Selon un urbaniste, le Dr Zaheer Allam, les autobus et autres véhicules fumigènes n’ont pas leur place dans une Ile Maurice durable. Il souligne que le gouvernement doit proposer des encouragements fiscaux aux entreprises pour qu’elles renouvellent leurs flottes d’autobus. « Il est temps de revoir le standard et passer aux autobus électriques », affirme le Dr Zaheer Allam. Un pays propre comprend, essentiellement, un système de transport public propre, nous confie le spécialiste.

La fumée provenant des moteurs diesel contient : du carbone, du monoxyde de carbone, du dioxyde de carbone, de l’azote, de l’oxyde de soufre, des hydrocarbures, des particules de diesel. Une personne exposée à la fumée du diesel sur le court terme risque de contracter : la toux, une irritation des yeux, de la gorge et des voies respiratoires, l’asthme. Une exposition subite et en grande quantité peut causer une asphyxie, voire la mort. À long terme, cette fumée peut causer les cancers du poumon et de la vessie.

Contravention de Rs 1 000 seulement : Une hausse prévue bientôt

Le ministère de l’Environnement vient avec un amendement à la loi sur la protection de l’environnement. Un haut responsable du ministère nous explique que cette situation a trop duré. Certains propriétaires de véhicules sont irresponsables et continuent à tricher. Pour commencer, la police de l’environnement évite de servir des Notices 71 selon lesquelles un délai de 28 jours est donné à un propriétaire pour qu’il répare son véhicule, sinon il s’expose à une contravention.

Or, cette notice est de moins en moins émise car la police de l’environnement émet directement des contraventions qui, malheureusement, ne mènent qu’à une amende de Rs 1000. Selon le haut responsable du ministère, cette amende est trop faible et ne dissuade pas, suffisamment les propriétaires. La nouvelle loi viendra imposer une amende « beaucoup plus forte » et un système d’annulation du certificat de conformité tout en imposant une interdiction de circuler au véhicule.

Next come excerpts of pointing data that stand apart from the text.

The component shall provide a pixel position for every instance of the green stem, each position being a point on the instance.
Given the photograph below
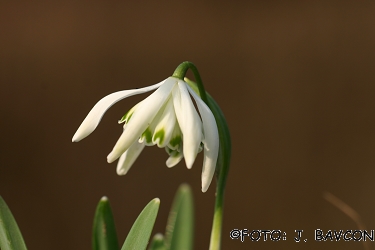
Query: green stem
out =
(222, 165)
(180, 73)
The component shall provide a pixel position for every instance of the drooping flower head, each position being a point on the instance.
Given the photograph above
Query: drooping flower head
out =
(167, 118)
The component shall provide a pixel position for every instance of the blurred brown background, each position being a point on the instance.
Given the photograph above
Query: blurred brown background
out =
(295, 80)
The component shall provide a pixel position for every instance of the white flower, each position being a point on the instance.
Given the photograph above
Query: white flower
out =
(166, 118)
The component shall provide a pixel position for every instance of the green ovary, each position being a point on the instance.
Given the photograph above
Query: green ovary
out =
(175, 141)
(159, 135)
(147, 135)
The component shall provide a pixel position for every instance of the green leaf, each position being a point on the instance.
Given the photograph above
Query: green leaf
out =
(157, 243)
(104, 236)
(179, 233)
(140, 232)
(10, 234)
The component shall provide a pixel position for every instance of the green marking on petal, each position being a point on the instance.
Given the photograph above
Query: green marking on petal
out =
(159, 135)
(128, 114)
(147, 135)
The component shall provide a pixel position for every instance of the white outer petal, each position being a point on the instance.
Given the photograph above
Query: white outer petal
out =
(211, 141)
(142, 118)
(174, 159)
(191, 126)
(166, 123)
(128, 158)
(93, 118)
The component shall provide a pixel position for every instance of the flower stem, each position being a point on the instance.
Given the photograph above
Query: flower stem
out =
(223, 161)
(180, 73)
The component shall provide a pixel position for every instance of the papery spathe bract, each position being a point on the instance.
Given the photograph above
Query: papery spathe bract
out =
(167, 118)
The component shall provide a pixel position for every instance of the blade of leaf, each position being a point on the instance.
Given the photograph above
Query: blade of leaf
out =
(140, 232)
(157, 243)
(179, 232)
(10, 234)
(104, 236)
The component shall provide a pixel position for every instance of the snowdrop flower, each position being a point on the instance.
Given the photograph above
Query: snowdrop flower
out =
(167, 118)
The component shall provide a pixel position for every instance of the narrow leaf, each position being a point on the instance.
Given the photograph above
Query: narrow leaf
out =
(10, 234)
(104, 236)
(140, 232)
(157, 242)
(179, 232)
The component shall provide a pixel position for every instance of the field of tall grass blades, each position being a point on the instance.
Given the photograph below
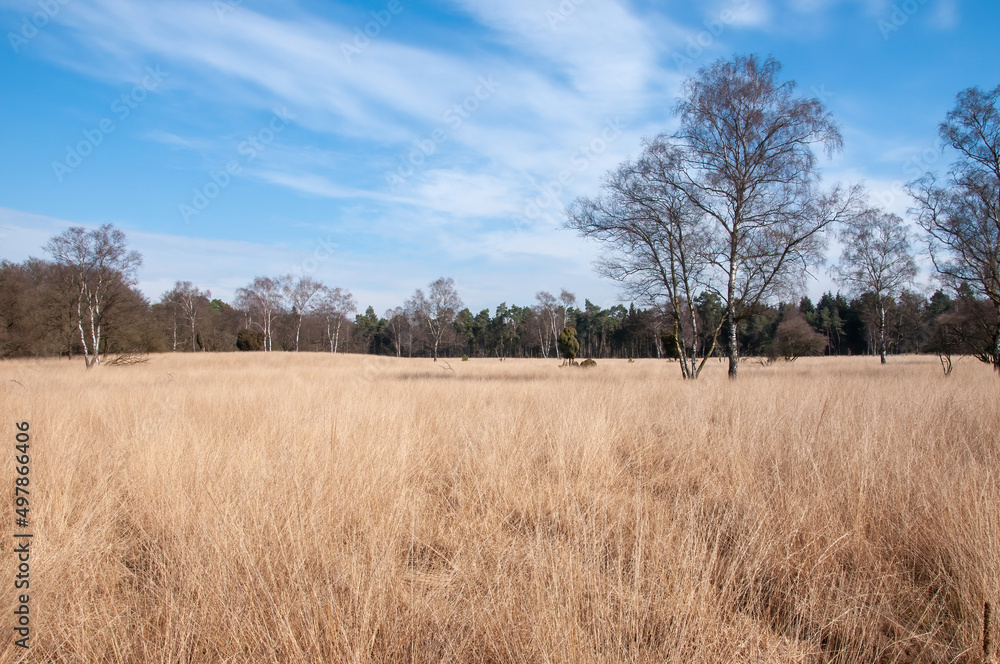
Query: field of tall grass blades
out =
(314, 508)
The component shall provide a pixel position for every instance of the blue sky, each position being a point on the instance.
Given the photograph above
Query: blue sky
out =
(380, 145)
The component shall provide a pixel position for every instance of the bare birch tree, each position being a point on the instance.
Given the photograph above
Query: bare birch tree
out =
(877, 259)
(437, 309)
(399, 322)
(335, 305)
(302, 296)
(962, 215)
(265, 298)
(745, 146)
(189, 301)
(656, 242)
(98, 268)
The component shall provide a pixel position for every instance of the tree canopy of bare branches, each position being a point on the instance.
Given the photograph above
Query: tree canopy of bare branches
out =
(334, 305)
(730, 202)
(437, 309)
(264, 298)
(302, 295)
(962, 214)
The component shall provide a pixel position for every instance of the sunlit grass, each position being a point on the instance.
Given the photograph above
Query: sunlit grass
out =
(308, 507)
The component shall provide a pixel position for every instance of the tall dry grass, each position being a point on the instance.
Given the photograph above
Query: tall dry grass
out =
(309, 508)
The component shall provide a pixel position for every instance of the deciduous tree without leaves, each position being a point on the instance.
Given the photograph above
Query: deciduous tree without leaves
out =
(877, 259)
(962, 214)
(97, 269)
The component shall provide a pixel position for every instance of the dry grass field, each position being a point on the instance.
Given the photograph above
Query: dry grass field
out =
(316, 508)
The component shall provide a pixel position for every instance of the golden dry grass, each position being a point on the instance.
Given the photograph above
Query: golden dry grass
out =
(310, 508)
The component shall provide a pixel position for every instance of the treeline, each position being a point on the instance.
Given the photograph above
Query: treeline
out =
(708, 227)
(39, 306)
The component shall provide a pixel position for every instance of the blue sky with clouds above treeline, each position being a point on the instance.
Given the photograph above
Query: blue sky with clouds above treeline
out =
(380, 145)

« Dans un cas extrême, ou en cas de récidive, nous allons vers une loi qui nous permettra de saisir le véhicule, car il représente un danger pour le public », explique le haut responsable. Jeudi dernier, la police a effectué une opération sur l’autoroute à hauteur de Pailles. En moins de trente minutes, trois véhicules ont été verbalisés dont deux autobus et un 4×4. Ces opérations seront intensifiées à travers le pays.

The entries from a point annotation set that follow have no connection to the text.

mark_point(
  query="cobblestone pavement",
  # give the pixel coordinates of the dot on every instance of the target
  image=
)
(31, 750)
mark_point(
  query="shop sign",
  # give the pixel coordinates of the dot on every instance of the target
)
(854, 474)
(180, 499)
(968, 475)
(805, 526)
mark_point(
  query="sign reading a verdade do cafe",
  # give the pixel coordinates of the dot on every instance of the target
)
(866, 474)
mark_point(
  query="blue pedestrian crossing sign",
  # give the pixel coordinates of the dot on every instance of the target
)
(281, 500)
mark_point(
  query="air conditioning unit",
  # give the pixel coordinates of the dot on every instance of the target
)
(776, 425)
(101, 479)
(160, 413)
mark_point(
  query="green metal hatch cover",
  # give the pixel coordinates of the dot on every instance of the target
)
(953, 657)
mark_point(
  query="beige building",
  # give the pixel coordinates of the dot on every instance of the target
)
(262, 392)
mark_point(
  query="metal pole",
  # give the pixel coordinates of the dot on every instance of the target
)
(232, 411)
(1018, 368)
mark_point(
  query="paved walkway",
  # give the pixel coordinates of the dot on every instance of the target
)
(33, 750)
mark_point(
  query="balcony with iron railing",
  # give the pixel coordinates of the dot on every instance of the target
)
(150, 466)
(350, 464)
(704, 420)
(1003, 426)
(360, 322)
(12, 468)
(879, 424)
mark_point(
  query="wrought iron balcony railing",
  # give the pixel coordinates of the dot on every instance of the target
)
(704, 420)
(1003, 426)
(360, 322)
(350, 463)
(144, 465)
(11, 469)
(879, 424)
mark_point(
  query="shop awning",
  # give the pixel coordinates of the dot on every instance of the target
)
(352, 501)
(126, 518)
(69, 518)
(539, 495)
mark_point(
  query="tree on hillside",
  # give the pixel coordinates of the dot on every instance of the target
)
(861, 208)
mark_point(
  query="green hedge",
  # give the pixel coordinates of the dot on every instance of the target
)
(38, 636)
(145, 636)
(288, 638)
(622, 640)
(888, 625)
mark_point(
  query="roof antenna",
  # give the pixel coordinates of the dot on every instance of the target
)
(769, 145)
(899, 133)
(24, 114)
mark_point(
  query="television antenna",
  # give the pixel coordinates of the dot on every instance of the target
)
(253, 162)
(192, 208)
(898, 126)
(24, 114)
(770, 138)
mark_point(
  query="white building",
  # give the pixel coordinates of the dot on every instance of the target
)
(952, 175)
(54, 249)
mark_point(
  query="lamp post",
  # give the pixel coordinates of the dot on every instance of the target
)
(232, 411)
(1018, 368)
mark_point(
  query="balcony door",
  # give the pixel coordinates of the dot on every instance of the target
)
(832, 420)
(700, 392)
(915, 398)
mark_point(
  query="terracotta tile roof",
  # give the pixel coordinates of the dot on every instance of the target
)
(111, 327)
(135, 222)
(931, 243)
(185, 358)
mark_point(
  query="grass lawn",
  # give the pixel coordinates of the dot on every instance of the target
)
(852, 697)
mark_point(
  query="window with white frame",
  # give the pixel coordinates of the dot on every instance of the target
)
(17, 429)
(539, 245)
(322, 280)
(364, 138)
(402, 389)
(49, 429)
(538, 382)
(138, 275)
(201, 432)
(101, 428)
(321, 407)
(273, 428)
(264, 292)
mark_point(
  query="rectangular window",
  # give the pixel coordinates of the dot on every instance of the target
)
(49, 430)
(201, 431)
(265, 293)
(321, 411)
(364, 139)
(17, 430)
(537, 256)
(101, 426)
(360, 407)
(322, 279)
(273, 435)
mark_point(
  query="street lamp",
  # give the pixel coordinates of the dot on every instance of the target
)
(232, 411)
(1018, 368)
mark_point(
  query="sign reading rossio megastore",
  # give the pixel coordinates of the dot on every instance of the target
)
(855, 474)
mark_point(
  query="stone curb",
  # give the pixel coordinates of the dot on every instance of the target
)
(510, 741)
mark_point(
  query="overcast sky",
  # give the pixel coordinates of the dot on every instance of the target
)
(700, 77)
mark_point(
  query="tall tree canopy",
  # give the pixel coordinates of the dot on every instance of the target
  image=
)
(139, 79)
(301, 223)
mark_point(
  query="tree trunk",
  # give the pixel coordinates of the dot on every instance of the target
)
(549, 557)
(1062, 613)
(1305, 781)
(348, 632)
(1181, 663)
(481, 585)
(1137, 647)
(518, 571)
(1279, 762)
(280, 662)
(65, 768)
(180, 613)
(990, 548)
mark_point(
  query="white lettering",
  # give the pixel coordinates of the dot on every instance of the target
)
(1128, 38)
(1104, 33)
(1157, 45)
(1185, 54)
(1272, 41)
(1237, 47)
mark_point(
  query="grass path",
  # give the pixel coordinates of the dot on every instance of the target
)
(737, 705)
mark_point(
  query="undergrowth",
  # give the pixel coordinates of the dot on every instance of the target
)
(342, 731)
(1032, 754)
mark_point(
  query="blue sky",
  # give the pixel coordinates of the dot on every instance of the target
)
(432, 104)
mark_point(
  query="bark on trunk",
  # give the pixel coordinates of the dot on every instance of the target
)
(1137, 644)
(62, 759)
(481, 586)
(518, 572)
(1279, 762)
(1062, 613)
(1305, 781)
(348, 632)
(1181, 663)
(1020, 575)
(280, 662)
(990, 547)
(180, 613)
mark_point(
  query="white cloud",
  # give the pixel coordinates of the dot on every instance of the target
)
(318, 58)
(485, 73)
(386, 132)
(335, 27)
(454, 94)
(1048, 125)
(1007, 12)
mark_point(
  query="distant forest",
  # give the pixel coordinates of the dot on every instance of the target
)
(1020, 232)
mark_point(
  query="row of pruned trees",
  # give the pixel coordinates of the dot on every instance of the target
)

Lors de l’opération, les policiers repèrent un véhicule fumigène et le poursuivent pour établir si le véhicule émet de la fumée opaque pendant plus de 10 secondes. Une fois l’infraction établie, le véhicule est intercepté et verbalisé, nous explique l’Inspecteur Jean-Nobin Brasse de la police de l’environnement.

37 contraventions depuis novembre

Environ 23 000 véhicules s’ajoutent à notre parc automobile chaque année alors que nous avons enregistré 556 001 véhicules en 2019. Depuis la publication de l’article en novembre 2019, la police de l’environnement a émis 37 contraventions pour émission de fumées. Les dernières statistiques soulignent que le taux d’émission de gaz à effet de serre par le secteur du transport augmente de 2,4 % en moyenne par an.

Sunil Dowarkasing, consultant en environnement : « Il faut revoir les lois sur les examens de fitness »

Sunil Dowarkasing

À quel point les véhicules fumigènes sont-ils dangereux ?
À Maurice, la pollution la plus dangereuse, c’est la pollution de l’air causée par les véhicules. Les industries polluent aussi, mais leurs émissions ne sont pas aussi dangereuses que celles des véhicules.

Pourquoi cela ?
La raison est simple. Les industries émettent selon des normes. Leurs cheminées sont à des hauteurs prescrites et les émissions sont emportées par les vents. Pour les véhicules, c’est différent, les membres du public reçoivent de la fumée en plein visage, sur la rue, quotidiennent. Et parmi les véhicules, ce sont les autobus qui émettent le plus.

Comment cette fumée est-elle un danger pour le public ?
La fumée émanant d’un moteur diesel contient des microparticules et des gaz. Ces substances se fixent à la peau, dans les poumons, les yeux, entre autres. Sur le long terme, les personnes affectées développent des maladies chroniques, voire des cancers. C’est un tueur silencieux !

Comment régler ce problème ?
Dans un premier temps, il faut revoir les lois sur les examens de fitness, et revoir les normes sur le taux d’émission des véhicules. Il faut aussi que, dans 10 ans, la flotte des compagnies d’autobus soit revue. Il faut remplacer les véhicules roulant au diesel par des véhicules électriques. Le métro doit devenir la moelle épinière du système de transport avec un système de feeders électriques. Il faut que dans 10 ans le métro soit étendu à toutes les régions du pays.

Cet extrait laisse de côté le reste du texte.